Je ne peux pas vous donner un nombre d’installateurs “à Grande-Rivière” précisément, parce que je n’ai pas de donnée locale chiffrée fournie ici. Par contre, je peux vous dire comment gérer la réalité du marché métropolitain : en région de Montréal, les équipes se déplacent et on peut avoir des difficultés de vérification quand l’entreprise cherche de la vitesse plutôt que des preuves.
Ce que vous devez faire concrètement, c’est filtrer par la conformité : licence RBQ valide et surtout sous-catégorie qui couvre vos travaux; attestation reconnue du technicien pour manipuler les halocarbures lors des raccordements; certificat de compétence CCQ des salariés quand applicable; et assurance responsabilité. Si une entreprise est “facile à contacter” mais difficile à vérifier, vous êtes à risque.
Une autre façon de trier : demandez si un bilan thermique est fait ou proposé. C’est un bon test de professionnalisme. Un bilan thermique a généralement une valeur autour de 200 $–500 $. Un installateur qui refuse ce cadrage ou le “minimise” est souvent celui qui finira par compenser par l’appoint, plus tard, dans votre réalité.
Le point d’équilibre, c’est la température à laquelle la capacité restante de la thermopompe égale la charge de chauffage de votre maison. À Grande-Rivière, avec une température de calcul d’hiver régionale de -23 °C et 4 200 degrés-jours de chauffage, on veut surtout savoir où se situe ce “croisement” chez vous. Au-dessus, la thermopompe peut couvrir vos besoins. En dessous, l’appoint prend le relais.
Ce point dépend de l’enveloppe (isolation, étanchéité, fenêtres), de la capacité choisie et du réglage du système. Deux maisons côte à côte peuvent donner des résultats différents avec la même thermopompe, parce que la charge de chauffage n’est pas la même. C’est précisément pour ça qu’un bilan thermique est une pièce maîtresse : il permet d’éviter de basculer trop tôt vers l’appoint.

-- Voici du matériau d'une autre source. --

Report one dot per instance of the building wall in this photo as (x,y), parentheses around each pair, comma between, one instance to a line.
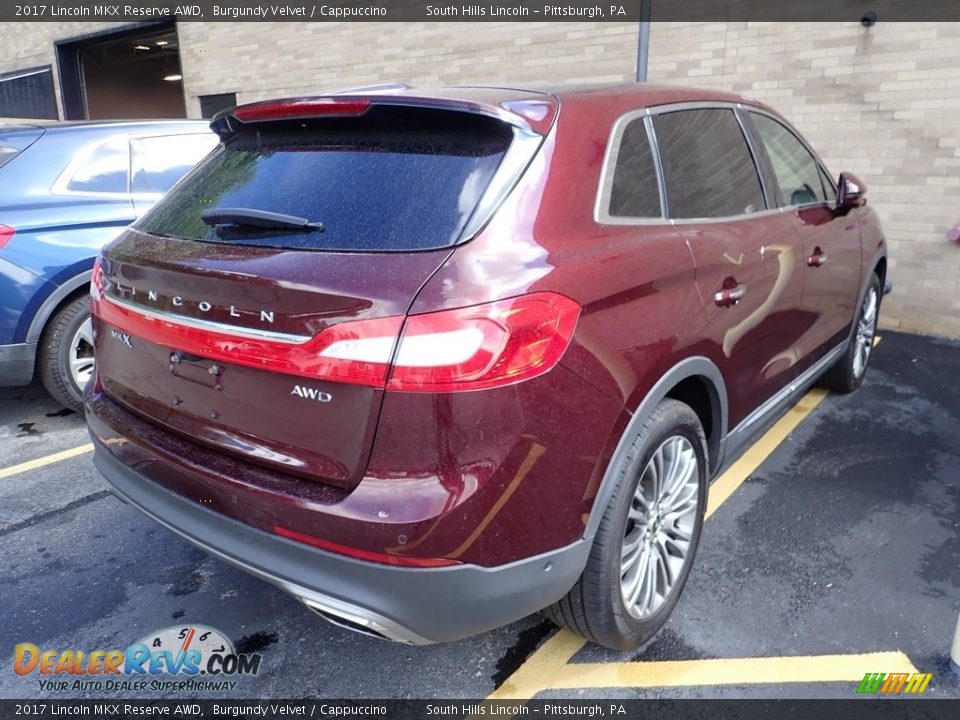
(881,102)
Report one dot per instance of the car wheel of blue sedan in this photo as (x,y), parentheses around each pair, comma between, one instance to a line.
(66,354)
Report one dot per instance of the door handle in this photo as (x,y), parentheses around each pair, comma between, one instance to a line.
(818,258)
(730,296)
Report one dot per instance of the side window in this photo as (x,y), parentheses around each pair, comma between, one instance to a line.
(158,162)
(104,168)
(707,164)
(829,189)
(635,192)
(798,174)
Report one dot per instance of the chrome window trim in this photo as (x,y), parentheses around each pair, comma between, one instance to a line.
(816,158)
(210,325)
(87,150)
(601,209)
(82,156)
(519,155)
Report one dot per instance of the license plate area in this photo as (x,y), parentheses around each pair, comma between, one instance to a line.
(195,369)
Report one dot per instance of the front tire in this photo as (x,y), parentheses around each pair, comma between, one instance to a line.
(66,353)
(848,372)
(648,537)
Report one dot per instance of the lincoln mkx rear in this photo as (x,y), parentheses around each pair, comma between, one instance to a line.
(434,362)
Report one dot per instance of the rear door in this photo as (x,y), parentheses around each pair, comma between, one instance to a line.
(830,241)
(216,330)
(747,257)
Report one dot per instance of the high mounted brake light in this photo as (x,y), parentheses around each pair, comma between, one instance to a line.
(483,346)
(305,108)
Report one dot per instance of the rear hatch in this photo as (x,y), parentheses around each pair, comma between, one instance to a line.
(214,308)
(14,139)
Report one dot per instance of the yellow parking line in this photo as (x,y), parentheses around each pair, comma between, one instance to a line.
(540,670)
(46,460)
(724,486)
(549,666)
(733,671)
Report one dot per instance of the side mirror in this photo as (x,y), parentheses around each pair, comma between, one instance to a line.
(851,192)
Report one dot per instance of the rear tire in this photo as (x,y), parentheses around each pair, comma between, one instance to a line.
(848,372)
(654,518)
(66,353)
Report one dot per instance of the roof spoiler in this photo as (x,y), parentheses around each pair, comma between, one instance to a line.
(533,115)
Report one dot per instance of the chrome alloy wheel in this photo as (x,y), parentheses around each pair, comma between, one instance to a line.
(660,525)
(80,357)
(866,328)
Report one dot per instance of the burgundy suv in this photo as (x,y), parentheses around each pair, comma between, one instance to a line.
(432,362)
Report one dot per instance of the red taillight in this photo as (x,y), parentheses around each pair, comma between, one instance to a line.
(305,359)
(483,346)
(368,555)
(96,282)
(308,107)
(5,234)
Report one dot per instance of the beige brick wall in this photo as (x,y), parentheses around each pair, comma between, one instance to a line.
(881,102)
(269,59)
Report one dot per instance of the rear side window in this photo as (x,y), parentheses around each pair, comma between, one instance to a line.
(158,162)
(634,192)
(102,168)
(391,179)
(798,175)
(7,154)
(707,165)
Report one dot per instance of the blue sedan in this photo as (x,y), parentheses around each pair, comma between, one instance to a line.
(66,189)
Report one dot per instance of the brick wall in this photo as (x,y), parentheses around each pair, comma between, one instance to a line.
(882,102)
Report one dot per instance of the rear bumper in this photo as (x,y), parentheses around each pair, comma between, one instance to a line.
(412,605)
(17,363)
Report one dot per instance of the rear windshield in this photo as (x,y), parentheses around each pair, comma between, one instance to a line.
(391,179)
(14,140)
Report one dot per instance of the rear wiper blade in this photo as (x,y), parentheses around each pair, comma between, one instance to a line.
(248,217)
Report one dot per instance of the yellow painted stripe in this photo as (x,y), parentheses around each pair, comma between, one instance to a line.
(726,484)
(734,671)
(551,661)
(46,460)
(541,668)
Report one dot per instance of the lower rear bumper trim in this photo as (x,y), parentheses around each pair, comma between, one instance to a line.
(411,605)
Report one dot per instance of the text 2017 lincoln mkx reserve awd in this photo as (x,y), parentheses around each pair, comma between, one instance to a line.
(434,361)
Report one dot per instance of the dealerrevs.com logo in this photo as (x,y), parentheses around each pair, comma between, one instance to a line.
(192,658)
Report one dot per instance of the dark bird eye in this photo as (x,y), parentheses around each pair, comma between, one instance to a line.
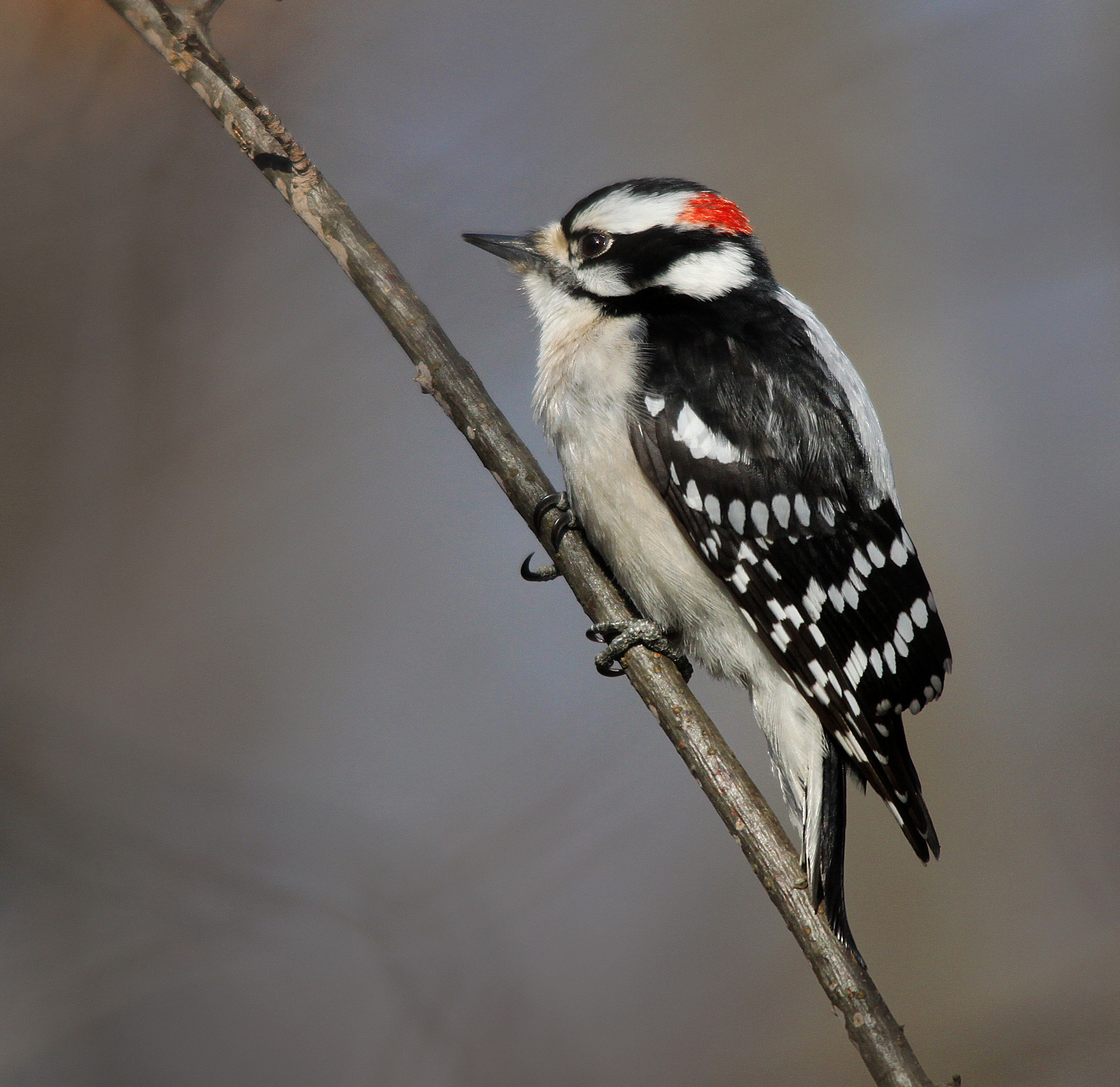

Et il faut distinguer “fonctionne encore” de “suffit à chauffer”. Une thermopompe peut continuer de fonctionner à froid, mais ne pas couvrir toute la charge en continu. Le point d’équilibre aide à régler l’objectif : minimiser l’appoint quand la thermopompe peut réellement faire le travail. Un calcul de charge est généralement autour de 200 $–500 $, ce qui est petit comparé aux heures d’appoint inutile.
Oui, c’est possible à Grande-Rivière si la neige du toit tombe directement sur l’unité extérieure ou si des accumulations finissent par former un bloc de glace ou une masse qui change le dégagement et l’évacuation de l’eau de dégivrage. En région de Montréal, les cycles de gel-dégel (environ 45 par an) font que l’eau de dégivrage peut geler, puis re-geler après redoux, ce qui augmente les risques autour du socle de l’appareil.
Le risque n’est pas seulement “la chute de neige” : un abri mal conçu peut aussi bloquer l’air aspiré et refoulé, ce qui nuit au fonctionnement pendant l’hiver. L’unité doit être installée de façon à gérer à la fois l’air et l’eau : évacuation sans formation d’un socle de glace, surélévation selon l’accumulation prévisible, et dégagement par rapport au trajet de la neige du toit.
La hauteur à retenir dépend de votre secteur et de votre drainage naturel; il n’y a pas une cote universelle. Si vous suspectez un problème, une inspection technique combinée à un cadrage de la stratégie de chauffage peut être utile. En entretien annuel, on touche notamment au drain et au fonctionnement de dégivrage; on est souvent dans des coûts autour de 175 $–400 $, ce qui aide aussi à éviter que de petits problèmes deviennent de vrais dégâts.